Он всегда очень четко произносил ее имя. И это ей нравилось. Для американца это было сложное имя.

– Я уже выросла.

– Правда? В восемнадцать лет?

Он посмотрел на нее с усмешкой, но в его глазах было что-то странное, чего она не могла понять. Какая-то усталость, мудрость и печаль, словно в это мгновение он подумал о своем сыне. О нем они тоже часто разговаривали. А она рассказывала ему о своем брате.

– Да, я уже взрослая. Осенью я поступаю в Сорбонну.
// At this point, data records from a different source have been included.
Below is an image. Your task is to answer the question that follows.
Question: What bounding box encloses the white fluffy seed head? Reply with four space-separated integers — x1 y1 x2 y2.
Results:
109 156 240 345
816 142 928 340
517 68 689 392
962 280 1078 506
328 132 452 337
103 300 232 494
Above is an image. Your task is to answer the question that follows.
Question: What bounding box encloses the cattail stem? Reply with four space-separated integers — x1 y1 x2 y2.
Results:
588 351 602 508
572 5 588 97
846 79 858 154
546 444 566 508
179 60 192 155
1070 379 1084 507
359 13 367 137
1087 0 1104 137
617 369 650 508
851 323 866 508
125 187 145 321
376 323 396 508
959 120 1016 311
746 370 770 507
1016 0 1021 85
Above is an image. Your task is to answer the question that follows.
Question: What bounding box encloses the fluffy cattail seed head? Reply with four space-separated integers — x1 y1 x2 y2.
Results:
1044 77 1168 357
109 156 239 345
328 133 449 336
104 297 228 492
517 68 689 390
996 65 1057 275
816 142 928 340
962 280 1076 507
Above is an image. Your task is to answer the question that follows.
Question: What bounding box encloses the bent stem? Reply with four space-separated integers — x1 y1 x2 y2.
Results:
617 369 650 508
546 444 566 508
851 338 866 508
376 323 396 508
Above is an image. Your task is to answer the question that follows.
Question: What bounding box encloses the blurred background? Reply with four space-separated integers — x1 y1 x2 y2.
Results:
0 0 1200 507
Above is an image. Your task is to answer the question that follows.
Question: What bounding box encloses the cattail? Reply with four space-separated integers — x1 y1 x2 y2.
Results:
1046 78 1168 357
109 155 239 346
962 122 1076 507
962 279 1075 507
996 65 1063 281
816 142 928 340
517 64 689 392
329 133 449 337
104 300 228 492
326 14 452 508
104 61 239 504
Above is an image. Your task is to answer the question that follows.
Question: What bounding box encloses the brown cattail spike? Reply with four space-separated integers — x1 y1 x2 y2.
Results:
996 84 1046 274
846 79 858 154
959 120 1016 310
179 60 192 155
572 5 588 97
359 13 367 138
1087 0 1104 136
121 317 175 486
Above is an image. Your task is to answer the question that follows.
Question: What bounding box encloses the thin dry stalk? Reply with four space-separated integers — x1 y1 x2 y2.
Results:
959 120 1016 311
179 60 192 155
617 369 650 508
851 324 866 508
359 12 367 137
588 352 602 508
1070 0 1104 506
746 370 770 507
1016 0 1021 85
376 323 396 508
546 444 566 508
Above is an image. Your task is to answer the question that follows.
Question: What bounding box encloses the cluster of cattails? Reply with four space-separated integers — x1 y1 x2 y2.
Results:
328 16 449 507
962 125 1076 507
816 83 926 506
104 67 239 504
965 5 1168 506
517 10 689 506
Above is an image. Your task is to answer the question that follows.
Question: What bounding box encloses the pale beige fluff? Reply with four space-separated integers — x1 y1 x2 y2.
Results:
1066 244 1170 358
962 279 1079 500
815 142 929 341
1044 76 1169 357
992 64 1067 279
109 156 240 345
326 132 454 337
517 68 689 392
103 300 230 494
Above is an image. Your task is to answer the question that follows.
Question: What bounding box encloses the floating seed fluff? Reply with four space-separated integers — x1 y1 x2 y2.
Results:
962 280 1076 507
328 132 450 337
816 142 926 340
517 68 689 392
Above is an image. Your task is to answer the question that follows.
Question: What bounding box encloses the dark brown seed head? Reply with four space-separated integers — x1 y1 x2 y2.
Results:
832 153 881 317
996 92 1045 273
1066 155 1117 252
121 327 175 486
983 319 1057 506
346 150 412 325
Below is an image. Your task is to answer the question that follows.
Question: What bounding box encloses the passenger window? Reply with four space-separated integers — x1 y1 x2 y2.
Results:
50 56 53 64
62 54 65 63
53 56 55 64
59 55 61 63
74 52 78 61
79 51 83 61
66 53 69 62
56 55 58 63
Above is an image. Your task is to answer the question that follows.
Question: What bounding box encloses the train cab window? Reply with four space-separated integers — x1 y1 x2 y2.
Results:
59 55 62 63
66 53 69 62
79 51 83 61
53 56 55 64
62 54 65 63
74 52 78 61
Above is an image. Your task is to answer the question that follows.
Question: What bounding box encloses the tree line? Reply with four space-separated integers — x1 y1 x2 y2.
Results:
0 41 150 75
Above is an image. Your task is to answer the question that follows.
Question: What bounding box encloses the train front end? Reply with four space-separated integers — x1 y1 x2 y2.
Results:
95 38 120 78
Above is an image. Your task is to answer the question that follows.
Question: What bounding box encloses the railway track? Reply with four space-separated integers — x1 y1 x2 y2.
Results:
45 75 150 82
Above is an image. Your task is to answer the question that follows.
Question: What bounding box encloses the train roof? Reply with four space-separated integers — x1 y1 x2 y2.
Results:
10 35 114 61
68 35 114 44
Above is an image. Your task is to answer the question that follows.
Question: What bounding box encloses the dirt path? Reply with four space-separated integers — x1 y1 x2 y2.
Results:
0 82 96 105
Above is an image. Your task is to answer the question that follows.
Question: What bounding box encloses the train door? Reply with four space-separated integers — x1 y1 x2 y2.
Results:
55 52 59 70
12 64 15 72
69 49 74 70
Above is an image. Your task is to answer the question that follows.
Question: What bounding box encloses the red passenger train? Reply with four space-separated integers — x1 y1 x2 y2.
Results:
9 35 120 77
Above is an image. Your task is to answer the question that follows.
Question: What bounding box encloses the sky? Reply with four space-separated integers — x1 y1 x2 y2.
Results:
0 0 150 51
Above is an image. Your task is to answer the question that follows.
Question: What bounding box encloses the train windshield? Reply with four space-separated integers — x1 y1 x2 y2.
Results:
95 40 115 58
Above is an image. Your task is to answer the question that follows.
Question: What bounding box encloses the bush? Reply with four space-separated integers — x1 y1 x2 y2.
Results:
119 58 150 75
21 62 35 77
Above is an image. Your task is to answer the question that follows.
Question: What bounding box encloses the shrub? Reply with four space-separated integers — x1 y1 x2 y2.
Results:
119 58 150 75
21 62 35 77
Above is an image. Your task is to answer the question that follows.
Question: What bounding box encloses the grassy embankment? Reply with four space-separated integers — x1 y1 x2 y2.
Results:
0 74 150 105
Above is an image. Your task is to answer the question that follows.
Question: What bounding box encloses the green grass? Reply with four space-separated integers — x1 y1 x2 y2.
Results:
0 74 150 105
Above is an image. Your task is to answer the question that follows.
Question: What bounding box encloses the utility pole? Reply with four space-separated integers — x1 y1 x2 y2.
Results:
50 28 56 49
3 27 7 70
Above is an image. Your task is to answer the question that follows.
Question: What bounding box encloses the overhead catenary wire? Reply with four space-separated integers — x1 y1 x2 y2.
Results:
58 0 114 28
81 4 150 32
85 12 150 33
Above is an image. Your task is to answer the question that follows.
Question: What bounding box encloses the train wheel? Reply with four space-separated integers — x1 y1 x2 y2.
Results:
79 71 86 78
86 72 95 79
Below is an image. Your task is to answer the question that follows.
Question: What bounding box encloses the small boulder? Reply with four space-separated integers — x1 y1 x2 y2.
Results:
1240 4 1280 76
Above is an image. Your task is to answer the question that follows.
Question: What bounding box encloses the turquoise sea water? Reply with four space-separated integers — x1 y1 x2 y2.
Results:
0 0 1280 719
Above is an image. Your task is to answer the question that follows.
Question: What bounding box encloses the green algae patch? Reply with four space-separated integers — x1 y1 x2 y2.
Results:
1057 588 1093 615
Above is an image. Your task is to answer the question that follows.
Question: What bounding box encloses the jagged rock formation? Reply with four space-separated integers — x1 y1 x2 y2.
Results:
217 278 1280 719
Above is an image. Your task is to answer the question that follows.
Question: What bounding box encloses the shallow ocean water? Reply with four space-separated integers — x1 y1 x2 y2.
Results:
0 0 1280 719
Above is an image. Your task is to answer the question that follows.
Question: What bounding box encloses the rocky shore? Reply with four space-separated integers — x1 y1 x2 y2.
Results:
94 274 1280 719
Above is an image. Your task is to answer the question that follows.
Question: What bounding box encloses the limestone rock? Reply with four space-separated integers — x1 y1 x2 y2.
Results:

Они улыбнулись друг другу, и ему пришлось приложить огромное усилие, чтобы не поцеловать ее прямо здесь и сейчас.

Все время, пока они прогуливались, он раздумывал над тем, как сделать ей предложение, и не сошел ли он вообще с ума, помышляя об этом.

– Рафаэлла, а ты никогда не думала о том, чтобы поступить в колледж в Штатах?

Они медленно брели вдоль Сены, и она задумчиво отрывала лепестки с цветка, который держала в руках. Посмотрев на него, она покачала головой:

– Не думаю, что смогу это сделать.

– Но почему? Твой английский безупречен.

Она снова медленно покачала головой и печально взглянула на него.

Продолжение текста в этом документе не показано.